Geachte Heer Van Suchtelen,
Tot mijn spijt hoorde ik dat ik ook bij u niet ‘gebruikt’ kan worden.653 Dit is nu al 4 jaar zoo; ik vraag mij af waar het op uit moet loopen en of ik misschien in Indië gelukkiger zal zijn, ondanks de crisis. Maar soedah, zooals de heer Maurits op bijna iedere bladzij verzucht.
Die hoofdstukken654 zijn in de war geraakt, denk ik, omdat ik een nieuw hoofdstuk heb laten aanbrengen, dat mij noodig leek. De tekst werd daar anders wat raar, kwam mij voor.
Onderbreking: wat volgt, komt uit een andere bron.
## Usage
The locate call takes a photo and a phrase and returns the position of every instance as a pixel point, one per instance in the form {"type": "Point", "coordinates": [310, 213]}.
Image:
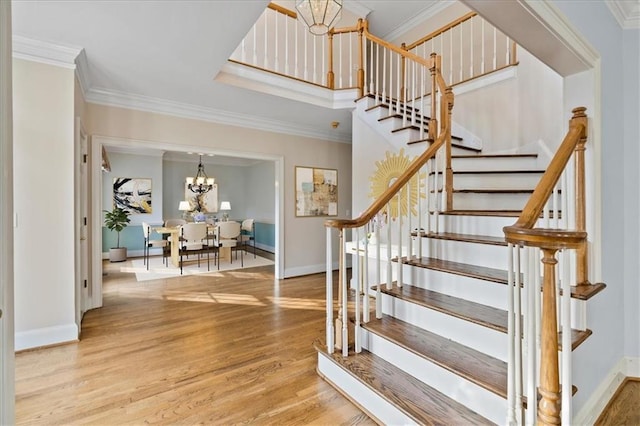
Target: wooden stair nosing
{"type": "Point", "coordinates": [580, 292]}
{"type": "Point", "coordinates": [468, 238]}
{"type": "Point", "coordinates": [414, 398]}
{"type": "Point", "coordinates": [485, 371]}
{"type": "Point", "coordinates": [486, 316]}
{"type": "Point", "coordinates": [496, 156]}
Hierbij alvast het maleisch tot op blz. 240; misschien kunt u dit meteen laten zetten; de rest komt er dan later onder. Lijkt het u niet wat kinderachtig, deze complete collectie? Enige ‘paggers’ en ‘pasars’, door Daum niet gecursiveerd heb ik onvertaald gelaten; daarentegen liet ik hier en daar een woord cursiveeren dat mij moeilijker leek, bij v. ‘djaïd’ en ‘dj oeroetoelis’ en ‘grobak’, en dat ik wèl vertaalde.655 Als u vindt dat een gedeelte van mijn vertalingen kan vervallen, schrapt u maar; u bent hierin beter beoordeelaar dan ik.
Kunt u (laten) nazien of het woord ‘idjoek’ op bizij 144 staat? Anders staat het wschl. op bizij 157. - Wat voor dier een ‘koekang’ is, weet ik niet, en in de maleische dictionnaires schijnt het woord niet voor te komen.656
De 3 blzn. inleiding stuur ik u gelijk met de laatste bladzijden. Ik
moet toch ook nog een proef hebben van het maleische lijstje.
Tot nader dus en met vriendelijke groeten
uw dw.
EduPerron
P.S. Zoudt u mij en mijn vrouw niet wat te vertalen kunnen geven, nu Le Sang Noir niet doorgaat? Is er al iemand voor den Flaubert?657 Ook engelsch kunnen wij best doen, en mijn vrouw beter dan ik nog. Maar wilt u niet iets door mij vertaald hebben van Stendhal?